Dinner is a subdued affair.

I don’t leave the medical tent until eight p.m. and Mom, as usual, waits for me, the meatloaf getting a little crispier than normal in the oven. Dad, naturally, grumbles about my tardiness.

I don’t bother telling him that I’m pretty sure the next three nights will be even worse.

And that I’m looking forward to it. Today was the largest number of people I have ever seen. Maybe it’s twisted of me to say, but I get excited thinking about the possible medical cases that could walk through the tent flap.

For most of my life, I’ve been certain that I want to be a nurse.
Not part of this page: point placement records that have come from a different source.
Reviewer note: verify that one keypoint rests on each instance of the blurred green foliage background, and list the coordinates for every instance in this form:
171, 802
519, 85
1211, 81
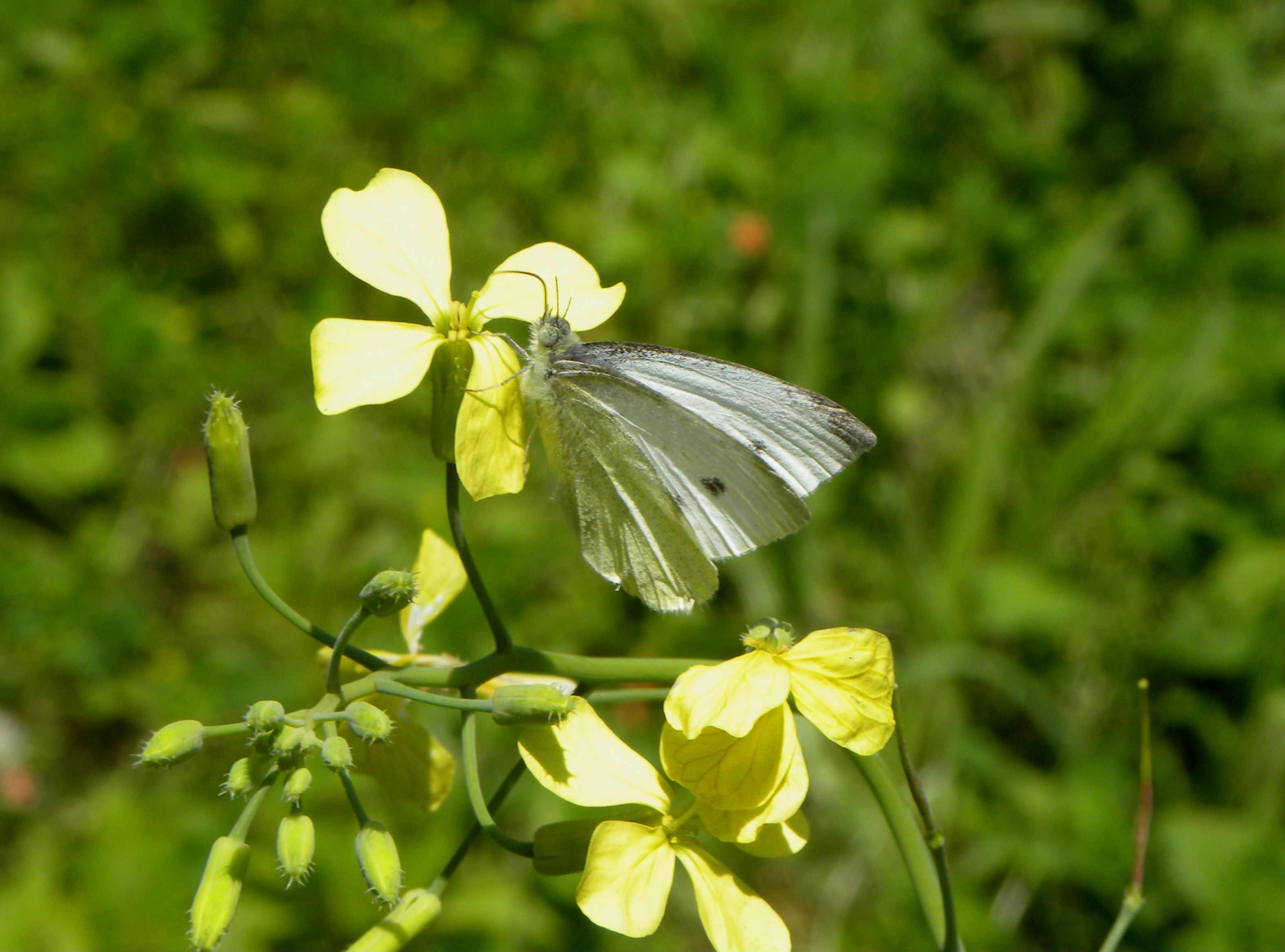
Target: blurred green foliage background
1036, 245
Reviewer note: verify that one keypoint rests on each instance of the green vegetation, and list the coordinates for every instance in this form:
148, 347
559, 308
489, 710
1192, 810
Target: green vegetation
1036, 245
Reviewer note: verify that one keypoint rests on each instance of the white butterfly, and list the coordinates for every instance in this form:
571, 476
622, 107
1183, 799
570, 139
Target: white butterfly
670, 459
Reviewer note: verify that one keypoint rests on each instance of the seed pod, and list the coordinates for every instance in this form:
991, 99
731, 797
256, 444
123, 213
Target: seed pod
389, 593
377, 856
336, 753
561, 848
296, 845
296, 785
529, 705
368, 723
409, 918
220, 888
232, 481
265, 716
174, 743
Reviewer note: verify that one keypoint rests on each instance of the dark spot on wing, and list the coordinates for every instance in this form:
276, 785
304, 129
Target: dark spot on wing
715, 485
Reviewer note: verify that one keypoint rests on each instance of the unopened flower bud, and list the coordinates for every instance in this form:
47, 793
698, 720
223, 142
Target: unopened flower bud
561, 848
336, 753
296, 845
174, 743
232, 481
265, 716
296, 785
417, 910
529, 705
389, 593
368, 721
220, 888
449, 377
377, 855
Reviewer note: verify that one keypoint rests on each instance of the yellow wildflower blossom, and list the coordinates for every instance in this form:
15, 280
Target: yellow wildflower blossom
841, 679
629, 869
392, 234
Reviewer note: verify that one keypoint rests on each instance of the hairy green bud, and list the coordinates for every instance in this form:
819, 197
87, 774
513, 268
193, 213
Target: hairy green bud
561, 848
449, 377
336, 753
174, 743
265, 716
389, 593
377, 856
296, 846
296, 785
529, 705
232, 481
368, 723
417, 910
219, 892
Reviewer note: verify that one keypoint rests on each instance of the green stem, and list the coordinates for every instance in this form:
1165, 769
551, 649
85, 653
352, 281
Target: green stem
474, 783
934, 838
241, 543
435, 699
630, 694
503, 641
910, 843
354, 801
242, 827
341, 644
507, 785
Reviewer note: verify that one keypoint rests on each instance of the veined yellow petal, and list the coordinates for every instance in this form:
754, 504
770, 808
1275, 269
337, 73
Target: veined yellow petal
731, 772
491, 431
842, 681
778, 841
581, 761
736, 918
392, 234
574, 288
359, 363
745, 825
439, 578
627, 876
730, 697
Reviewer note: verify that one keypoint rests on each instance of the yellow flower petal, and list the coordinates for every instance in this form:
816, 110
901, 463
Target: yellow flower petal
392, 234
491, 431
745, 825
730, 697
574, 288
581, 761
359, 363
778, 841
627, 876
736, 918
439, 578
842, 681
730, 772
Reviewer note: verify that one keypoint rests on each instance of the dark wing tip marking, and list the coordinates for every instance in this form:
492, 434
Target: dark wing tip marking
716, 486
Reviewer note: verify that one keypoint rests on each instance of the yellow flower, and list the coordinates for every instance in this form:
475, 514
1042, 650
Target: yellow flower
841, 679
392, 234
629, 870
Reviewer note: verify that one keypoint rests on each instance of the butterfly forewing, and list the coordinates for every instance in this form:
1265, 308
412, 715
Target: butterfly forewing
805, 437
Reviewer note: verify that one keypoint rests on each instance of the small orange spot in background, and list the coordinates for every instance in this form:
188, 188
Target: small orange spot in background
749, 234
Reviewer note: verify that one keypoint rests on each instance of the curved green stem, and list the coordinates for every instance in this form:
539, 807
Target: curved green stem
241, 543
910, 842
474, 783
341, 644
507, 785
247, 816
934, 838
503, 641
435, 699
The human body fascinates me, all the tiers of it, like when you scrape your knee badly and sometimes you can see layers of skin and tissue, blood and muscle. Once in the hospital I saw actual white gleaming bone.

Ned wants to be a doctor. That’s how we met, actually. He used to volunteer at the hospital, just like me.

For some reason, he got to do more and see more. Probably because he’s a guy and, in my candy striper uniform, I look more like some sort of sickbed cheerleader than someone serious about medicine.

Once, when he got to sit in on a heart surgery and I was relegated to getting rid of patients’ wilted flowers, a seed got planted in my head.

He told me all about the surgery later. It was our idea of a hot date, him explaining the blood and valves and ligaments he saw. And I started daydreaming. Not about becoming a nurse, but about being a doctor.

I told Ned about it, once. It was after he told me about yet another surgery that he got to witness (a ruptured appendix). I said it casually, belying the way my heart was pounding near my throat. It’s not that women doctors are completely unheard of. We don’t have any at Community General, but I do know of one in Ellenville, about twenty miles away. But still. I wasn’t sure anyone close to me would understand.